Hello all,
I’m starting to use geo data in Julia with ArcGDAL, after using the R sf package for a while. My use case is simple : I have WGS 84 positions and I want to guess the timezone they belong to.
I have the worldwide map of the timezone from: https://github.com/evansiroky/timezone-boundary-builder/releases/download/2020a/timezones.geojson.zip.
The code works, it delivers the right positions, but memory consumption is very high. It seems proportional to the number of points_without_timezone to tag. I often run out of memory (RAM).

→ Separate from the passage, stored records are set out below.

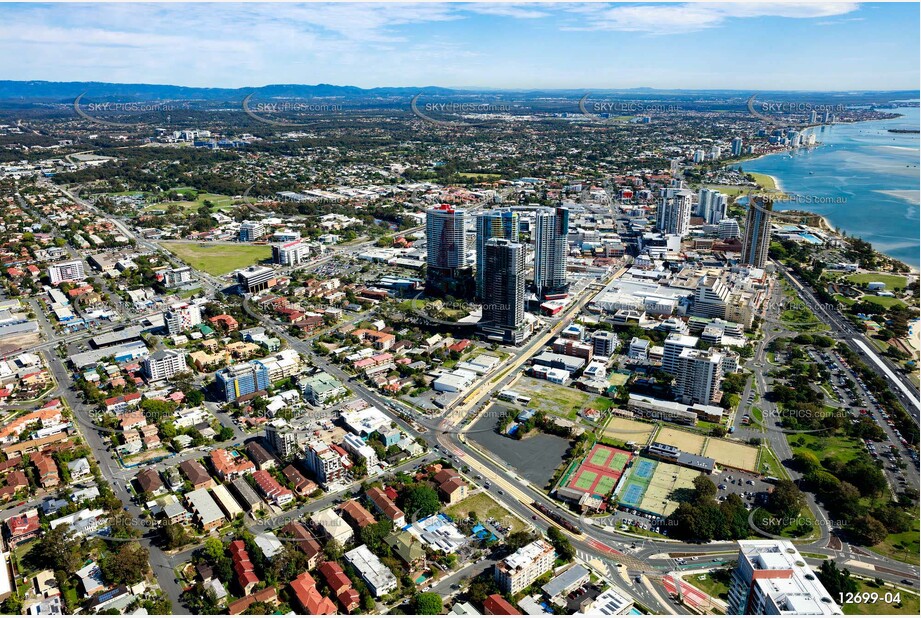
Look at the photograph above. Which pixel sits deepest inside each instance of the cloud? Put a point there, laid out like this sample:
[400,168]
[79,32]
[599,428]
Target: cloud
[692,17]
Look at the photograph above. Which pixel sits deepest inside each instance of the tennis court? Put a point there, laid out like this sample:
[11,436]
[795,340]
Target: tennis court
[627,430]
[688,442]
[586,479]
[598,472]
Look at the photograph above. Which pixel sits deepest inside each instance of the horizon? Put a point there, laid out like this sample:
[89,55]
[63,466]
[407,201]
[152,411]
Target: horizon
[536,46]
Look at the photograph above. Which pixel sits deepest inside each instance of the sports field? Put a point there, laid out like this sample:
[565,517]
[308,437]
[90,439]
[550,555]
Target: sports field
[627,430]
[652,486]
[598,472]
[688,442]
[732,454]
[218,259]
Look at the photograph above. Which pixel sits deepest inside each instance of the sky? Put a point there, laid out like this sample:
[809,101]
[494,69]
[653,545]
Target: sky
[693,45]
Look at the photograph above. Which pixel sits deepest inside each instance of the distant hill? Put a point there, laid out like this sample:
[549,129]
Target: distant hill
[65,92]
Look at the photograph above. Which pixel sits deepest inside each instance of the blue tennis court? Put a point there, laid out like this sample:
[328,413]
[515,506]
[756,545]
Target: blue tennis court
[633,494]
[644,468]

I used do-block for ArchGDAL feature functions to reduce the memory footprint, but it seems ineffective.
Any advice to improve it ? Should I release features in some way to avoid memory leaks ? Thx
# SET UP ###################################################################
using Revise, ArchGDAL, HTTP, DataFrames, ZipFile
# Points that need timezones
points_without_timezone = [
(longitude = 1.834, latitude = 50.136),
(longitude = 3.0975, latitude = 50.57),
(longitude = -1.939833, latitude = 49.725167),
(longitude = -0.456167, latitude = 49.18),
(longitude = 1.181667, latitude = 49.383),
(longitude = 4.155333, latitude = 49.209667),
(longitude = -4.412, latitude = 48.444167),
(longitude = -3.473167, latitude = 48.825833),
(longitude = -1.734, latitude = 48.068833),
(longitude = 0.110167, latitude = 48.4455),
(longitude = 2.384333, latitude = 48.716833),
(longitude = 4.02, latitude = 48.324667),
(longitude = 5.959833, latitude = 48.581),
(longitude = 7.640333, latitude = 48.5495),
(longitude = -3.218333, latitude = 47.294333),
(longitude = -1.608833, latitude = 47.15),
(longitude = 0.727333, latitude = 47.4445),
(longitude = 2.359833, latitude = 47.059167),
(longitude = 5.088333, latitude = 47.267833),
(longitude = 7.51, latitude = 47.614333),
(longitude = -1.4115, latitude = 46.046833),
(longitude = 0.314333, latitude = 46.593833),
(longitude = 1.175, latitude = 45.861167),
(longitude = 3.149333, latitude = 45.786833),
(longitude = 3.764, latitude = 45.0745),
(longitude = 5.077833, latitude = 45.7265),
(longitude = -0.691333, latitude = 44.830667),
(longitude = 1.396667, latitude = 44.745),
(longitude = 3.0195, latitude = 44.1185),
(longitude = 4.733, latitude = 44.581167),
(longitude = 6.502333, latitude = 44.565667),
(longitude = -0.500167, latitude = 43.909833),
(longitude = 0.0, latitude = 43.188),
(longitude = 1.106833, latitude = 43.005333),
(longitude = 1.378833, latitude = 43.621),
(longitude = 3.963167, latitude = 43.577),
(longitude = 5.216, latitude = 43.437667),
(longitude = 5.940833, latitude = 43.079333),
(longitude = 7.209, latitude = 43.648833),
(longitude = 2.872833, latitude = 42.737167),
(longitude = 8.792667, latitude = 41.918),
(longitude = 9.485167, latitude = 42.540667),
(longitude = 47.289667, latitude = -11.582667),
(longitude = 42.712, latitude = -17.054667),
(longitude = 40.340667, latitude = -22.344167),
(longitude = 54.520667, latitude = -15.887667),
(longitude = 55.528667, latitude = -20.8925),
(longitude = 77.569167, latitude = -37.795167),
(longitude = 51.856667, latitude = -46.4325),
(longitude = 70.243333, latitude = -49.352333),
(longitude = 45.282833, latitude = -12.8055),
(longitude = -56.179167, latitude = 46.766333),
(longitude = -61.004, latitude = 16.335),
(longitude = -62.852167, latitude = 17.9015),
(longitude = -61.516333, latitude = 16.264),
(longitude = -60.875333, latitude = 14.7745),
(longitude = -60.995667, latitude = 14.595333),
(longitude = -54.031667, latitude = 5.4855),
(longitude = -52.365333, latitude = 4.822333),
(longitude = -51.804667, latitude = 3.890667),
(longitude = -54.028333, latitude = 3.640167),
(longitude = 140.001, latitude = -66.663167),
]
# RETRIEVE TIMEZONE ##################################################################
function get_timezone(points = Array{Tuple{Real,Real},1})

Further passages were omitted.